After the time and investment Ward had placed in his GM, he realised that in order to find the right replacement in a short period of time, as well as give staff confidence and still allow Ward to work more exclusively on Delegait, he had to come up with a completely different solution.
“First, I got myself back to Australia, and with the senior manager who was remaining (but had only been with the business for three weeks) and the other Sydney managers, we got together on the Monday and I said, ‘we’re going to book in time this Friday, we’re going to fly in the other state managers and we need to, in the interim, create a plan’.

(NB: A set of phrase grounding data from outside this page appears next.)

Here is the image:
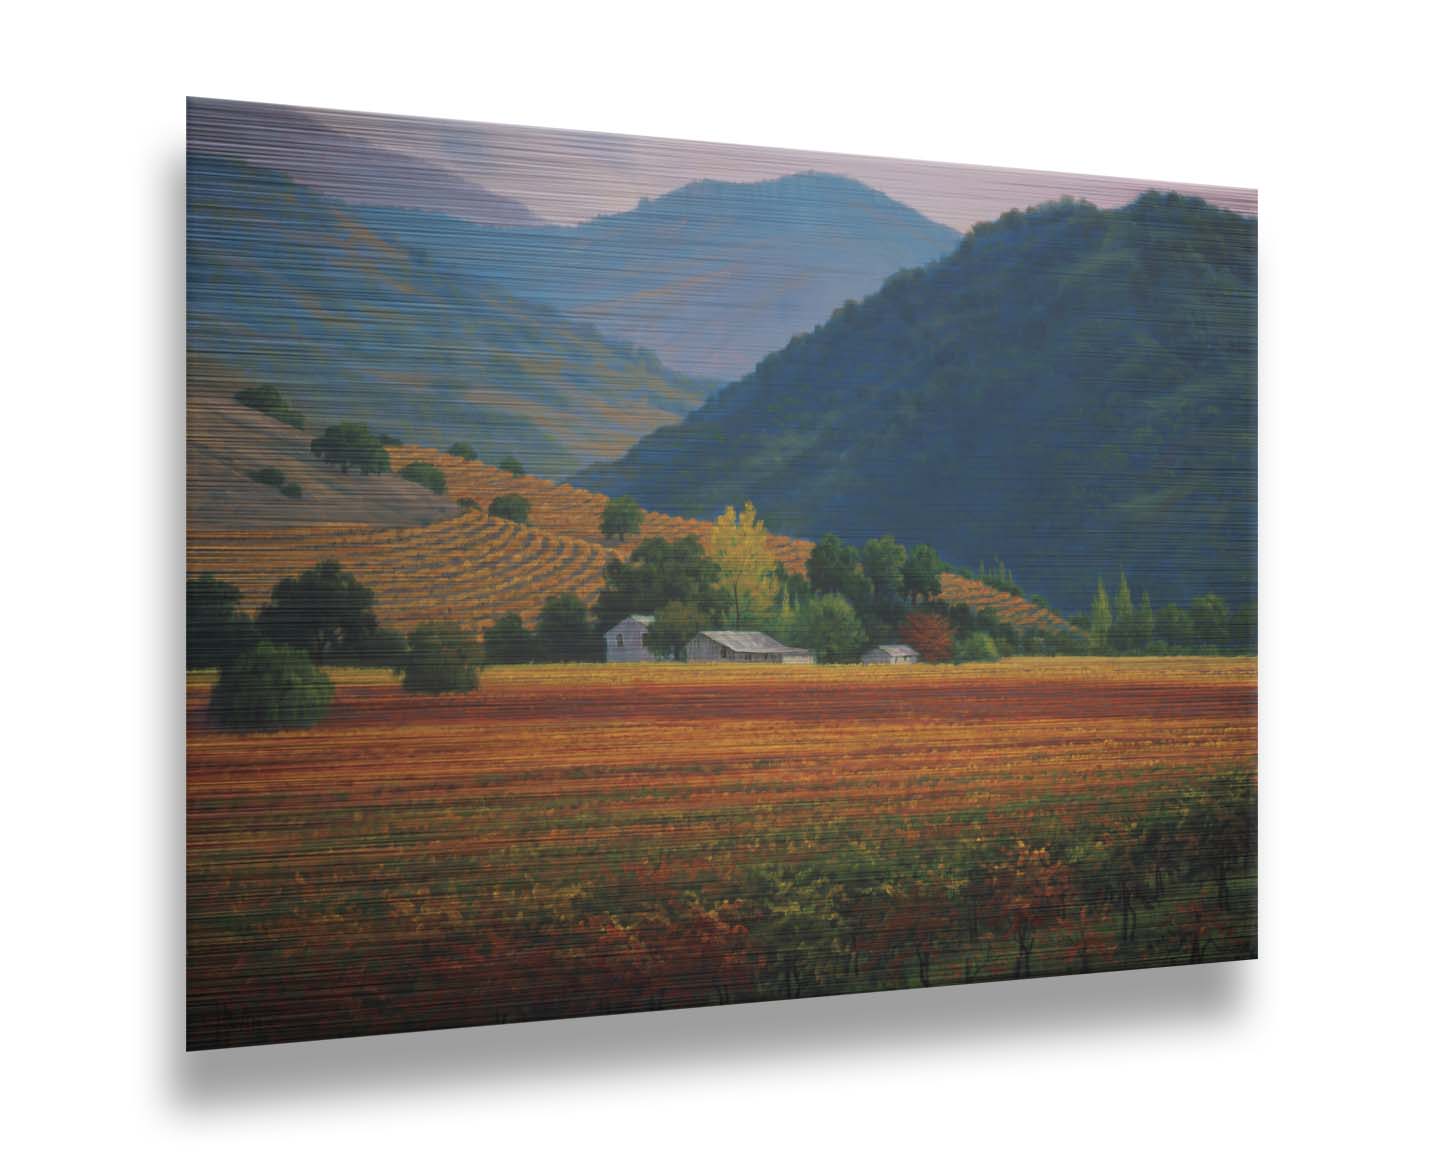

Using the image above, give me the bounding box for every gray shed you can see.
[684,630,814,664]
[861,644,920,665]
[604,614,655,662]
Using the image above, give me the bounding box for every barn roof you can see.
[873,644,919,658]
[698,630,810,655]
[604,614,653,635]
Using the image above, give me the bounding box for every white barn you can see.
[604,614,655,662]
[861,644,920,665]
[684,630,814,665]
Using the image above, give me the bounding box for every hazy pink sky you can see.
[300,102,1257,229]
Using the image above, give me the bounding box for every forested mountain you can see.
[579,193,1257,611]
[359,172,961,379]
[187,154,712,476]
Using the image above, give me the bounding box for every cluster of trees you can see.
[247,466,302,500]
[188,561,485,731]
[310,422,390,475]
[480,500,1049,666]
[1081,575,1256,655]
[398,460,447,495]
[233,383,304,430]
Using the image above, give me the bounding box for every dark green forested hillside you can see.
[579,193,1256,611]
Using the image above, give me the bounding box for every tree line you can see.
[1079,574,1256,655]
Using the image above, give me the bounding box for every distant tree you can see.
[456,496,479,512]
[901,544,945,604]
[488,493,530,524]
[861,536,908,608]
[234,383,305,429]
[209,641,333,731]
[601,496,644,541]
[955,632,1001,663]
[280,481,303,500]
[1156,602,1193,650]
[1189,594,1231,651]
[794,594,868,664]
[805,534,872,605]
[257,560,379,662]
[1230,601,1257,654]
[377,432,403,447]
[498,455,525,477]
[711,502,780,628]
[1136,591,1155,651]
[483,613,535,664]
[186,573,257,669]
[399,460,447,495]
[899,612,954,662]
[1089,578,1113,653]
[403,623,482,693]
[536,593,600,662]
[351,626,408,671]
[594,535,725,629]
[645,600,708,660]
[248,466,287,489]
[310,423,390,475]
[448,442,478,461]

“The first part of the plan involved getting out our functionality chart, which outlines what areas of the business need to be covered in order to keep working operationally, to keep sales working, to keep marketing and finance going. We had to redraw our management structure completely.
“Where we had a centralised management structure previously, we then had to decentralise it and drop the responsibility into a state-by-state structure, and then have the states coordinated by either myself or the other senior manager.

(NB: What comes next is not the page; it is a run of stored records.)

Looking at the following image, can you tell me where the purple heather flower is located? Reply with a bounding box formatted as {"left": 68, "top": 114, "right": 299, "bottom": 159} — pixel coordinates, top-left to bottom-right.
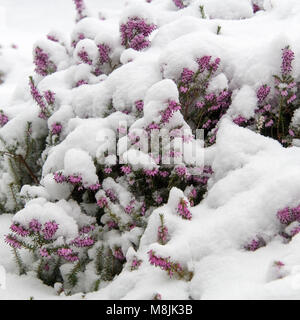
{"left": 5, "top": 235, "right": 22, "bottom": 249}
{"left": 120, "top": 17, "right": 156, "bottom": 51}
{"left": 40, "top": 248, "right": 50, "bottom": 257}
{"left": 104, "top": 167, "right": 112, "bottom": 174}
{"left": 78, "top": 48, "right": 92, "bottom": 65}
{"left": 121, "top": 165, "right": 131, "bottom": 175}
{"left": 29, "top": 219, "right": 42, "bottom": 233}
{"left": 29, "top": 77, "right": 47, "bottom": 114}
{"left": 265, "top": 119, "right": 274, "bottom": 127}
{"left": 161, "top": 100, "right": 181, "bottom": 124}
{"left": 10, "top": 224, "right": 29, "bottom": 237}
{"left": 44, "top": 90, "right": 55, "bottom": 105}
{"left": 34, "top": 47, "right": 57, "bottom": 76}
{"left": 287, "top": 94, "right": 297, "bottom": 104}
{"left": 73, "top": 0, "right": 88, "bottom": 22}
{"left": 105, "top": 189, "right": 117, "bottom": 202}
{"left": 130, "top": 34, "right": 150, "bottom": 51}
{"left": 72, "top": 236, "right": 94, "bottom": 247}
{"left": 57, "top": 248, "right": 79, "bottom": 262}
{"left": 98, "top": 43, "right": 111, "bottom": 64}
{"left": 47, "top": 34, "right": 58, "bottom": 42}
{"left": 97, "top": 197, "right": 108, "bottom": 208}
{"left": 114, "top": 248, "right": 125, "bottom": 261}
{"left": 148, "top": 250, "right": 183, "bottom": 278}
{"left": 289, "top": 129, "right": 295, "bottom": 137}
{"left": 107, "top": 220, "right": 118, "bottom": 230}
{"left": 131, "top": 258, "right": 142, "bottom": 270}
{"left": 88, "top": 183, "right": 101, "bottom": 191}
{"left": 158, "top": 224, "right": 168, "bottom": 245}
{"left": 197, "top": 56, "right": 220, "bottom": 73}
{"left": 281, "top": 47, "right": 294, "bottom": 75}
{"left": 175, "top": 166, "right": 187, "bottom": 177}
{"left": 51, "top": 122, "right": 62, "bottom": 135}
{"left": 0, "top": 112, "right": 8, "bottom": 126}
{"left": 144, "top": 168, "right": 159, "bottom": 177}
{"left": 253, "top": 4, "right": 260, "bottom": 13}
{"left": 180, "top": 68, "right": 194, "bottom": 83}
{"left": 68, "top": 175, "right": 82, "bottom": 184}
{"left": 244, "top": 237, "right": 265, "bottom": 251}
{"left": 42, "top": 221, "right": 59, "bottom": 240}
{"left": 54, "top": 172, "right": 66, "bottom": 183}
{"left": 76, "top": 79, "right": 88, "bottom": 87}
{"left": 233, "top": 115, "right": 247, "bottom": 125}
{"left": 177, "top": 198, "right": 192, "bottom": 220}
{"left": 173, "top": 0, "right": 185, "bottom": 9}
{"left": 135, "top": 100, "right": 144, "bottom": 112}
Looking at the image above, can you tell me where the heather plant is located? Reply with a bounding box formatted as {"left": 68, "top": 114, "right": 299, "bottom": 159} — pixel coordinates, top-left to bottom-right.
{"left": 33, "top": 46, "right": 57, "bottom": 76}
{"left": 5, "top": 217, "right": 96, "bottom": 287}
{"left": 148, "top": 249, "right": 193, "bottom": 280}
{"left": 277, "top": 204, "right": 300, "bottom": 241}
{"left": 73, "top": 0, "right": 88, "bottom": 22}
{"left": 172, "top": 0, "right": 190, "bottom": 9}
{"left": 3, "top": 1, "right": 217, "bottom": 294}
{"left": 120, "top": 17, "right": 156, "bottom": 51}
{"left": 173, "top": 56, "right": 232, "bottom": 145}
{"left": 235, "top": 46, "right": 299, "bottom": 146}
{"left": 0, "top": 121, "right": 46, "bottom": 211}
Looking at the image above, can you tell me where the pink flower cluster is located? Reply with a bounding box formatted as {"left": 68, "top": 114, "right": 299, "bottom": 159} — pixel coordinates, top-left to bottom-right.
{"left": 97, "top": 197, "right": 108, "bottom": 208}
{"left": 34, "top": 47, "right": 57, "bottom": 76}
{"left": 98, "top": 43, "right": 111, "bottom": 64}
{"left": 73, "top": 0, "right": 88, "bottom": 22}
{"left": 148, "top": 250, "right": 183, "bottom": 278}
{"left": 244, "top": 237, "right": 265, "bottom": 251}
{"left": 51, "top": 122, "right": 62, "bottom": 135}
{"left": 197, "top": 56, "right": 220, "bottom": 73}
{"left": 29, "top": 77, "right": 55, "bottom": 119}
{"left": 277, "top": 205, "right": 300, "bottom": 225}
{"left": 120, "top": 17, "right": 156, "bottom": 51}
{"left": 5, "top": 235, "right": 22, "bottom": 249}
{"left": 57, "top": 248, "right": 79, "bottom": 262}
{"left": 253, "top": 4, "right": 260, "bottom": 13}
{"left": 181, "top": 68, "right": 194, "bottom": 83}
{"left": 10, "top": 224, "right": 29, "bottom": 237}
{"left": 44, "top": 90, "right": 55, "bottom": 105}
{"left": 257, "top": 85, "right": 271, "bottom": 104}
{"left": 172, "top": 0, "right": 186, "bottom": 9}
{"left": 71, "top": 236, "right": 94, "bottom": 247}
{"left": 233, "top": 115, "right": 247, "bottom": 126}
{"left": 135, "top": 100, "right": 144, "bottom": 112}
{"left": 160, "top": 100, "right": 181, "bottom": 124}
{"left": 42, "top": 221, "right": 59, "bottom": 240}
{"left": 281, "top": 47, "right": 294, "bottom": 75}
{"left": 177, "top": 198, "right": 192, "bottom": 220}
{"left": 78, "top": 48, "right": 93, "bottom": 65}
{"left": 79, "top": 224, "right": 95, "bottom": 234}
{"left": 131, "top": 258, "right": 142, "bottom": 271}
{"left": 72, "top": 33, "right": 85, "bottom": 48}
{"left": 114, "top": 247, "right": 125, "bottom": 261}
{"left": 76, "top": 79, "right": 88, "bottom": 87}
{"left": 0, "top": 112, "right": 8, "bottom": 127}
{"left": 121, "top": 165, "right": 132, "bottom": 175}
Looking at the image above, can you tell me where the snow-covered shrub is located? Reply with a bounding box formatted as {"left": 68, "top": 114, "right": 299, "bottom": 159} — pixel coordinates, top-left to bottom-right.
{"left": 172, "top": 55, "right": 232, "bottom": 145}
{"left": 4, "top": 0, "right": 300, "bottom": 298}
{"left": 234, "top": 46, "right": 299, "bottom": 146}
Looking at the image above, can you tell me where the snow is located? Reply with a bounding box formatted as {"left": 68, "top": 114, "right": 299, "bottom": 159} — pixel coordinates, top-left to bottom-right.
{"left": 1, "top": 0, "right": 300, "bottom": 300}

“She and I are separating our time between Australia and the Philippines. So alternate months I’ll be in the Philippines and she’ll be in Australia. I’ve hired some additional resources in the Philippines to become our reception, administration and contact with our accounts payable and receivable, and that enabled us to take away that financial responsibility that the national business manager had and put that into a lower-cost resource over there.
“By taking all the leadership and planning and marketing roles that the national business manager had and moving them down to the states, we were able to empower our state managers, so we can now provide them with a mentor who will help them grow. We were also able to put in a five percent bonus incentive, based on targets, because we had retained a cost saving from the loss of the business manager.”
Unfortunately, though, Ward’s IT crisis at Delegait’s staff hosting premises in the Philippines wasn’t so opportunistic for the company, except to deliver them some hard lessons.
With all of Delegait’s employees working for the company’s Australian clients, all of their staff needed to continue working. Occupying a few floors in the building, they were able to share the load of one floor between two, which dramatically reduced internet speed and phone quality, but it only took three days to come back up to 100 percent, thanks to the IT department working round the clock.
“Now we’re aware of it, we’ve got our internet security upgraded, we now have a specialist outsourcer and we have reduced access on our local area network,” explains Ward. Delegait has also taken out some key security measures regarding staff access.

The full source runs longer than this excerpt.